The research team also deployed four submerged ocean buoys
attached to metal sleds with sensors to measure the wave activity
at different depths in the shallow coastal waters, comparing wave
power with the shoreline fetch. The team attached temperature
sensors to the buoy mooring lines to monitor seawater temperatures,
which have been warming in recent summers due to increased solar
radiation, he said.
When the sea ice is further from the shore, currents from the
Beaufort and Chukchi seas transport warmer water to the coastline,
said Anderson. While the temperature hovers around 45 degrees
during the summer months, the shallow coastal water warmed to as
much as 59 degrees during the 2007 field season -- the same year
the largest loss of summer Arctic sea was recorded, he said.
As the ice wedges cut down through the polygon blocks, the
surface soil above them -- which thaws each summer -- is pushed up
slightly, forming small ridges that eventually surround each
polygon, said Anderson. Small ponds form above individual polygons
during the summer months as the surface ice and snow melts,
providing habitat for migrating birds that feed and breed along the
Beaufort Sea coastline.
"This is an important habitat for birds and other wildlife,"
said Anderson. "One of the concerns we have is that some larger
ponds and lakes located slightly further inland may begin draining
into the sea as the shoreline continues to recede."
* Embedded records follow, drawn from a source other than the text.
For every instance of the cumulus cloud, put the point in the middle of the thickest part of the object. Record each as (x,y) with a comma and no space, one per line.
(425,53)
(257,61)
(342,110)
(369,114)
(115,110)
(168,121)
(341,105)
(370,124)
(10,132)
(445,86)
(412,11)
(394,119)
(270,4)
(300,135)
While there are no towns adjacent to the specific study area,
coastal erosion threatens abandoned military and petroleum
infrastructure, he said. Coastal erosion occurs at similar sites
elsewhere along Alaska's coastline. Bank stabilization measures
using sandbags, for example, have been undertaken at the Alaskan
town of Kaktovik on the Beaufort Sea in an attempt to slow the
problem.
According to a 2009 CU-Boulder study, Arctic sea ice during the
annual September minimum is now declining at a rate of 11.2 percent
per decade. Only 19 percent of the ice cover was more than two
years old -- the least ever recorded in the satellite record and
far below the 1981-2000 summer average of 48 percent.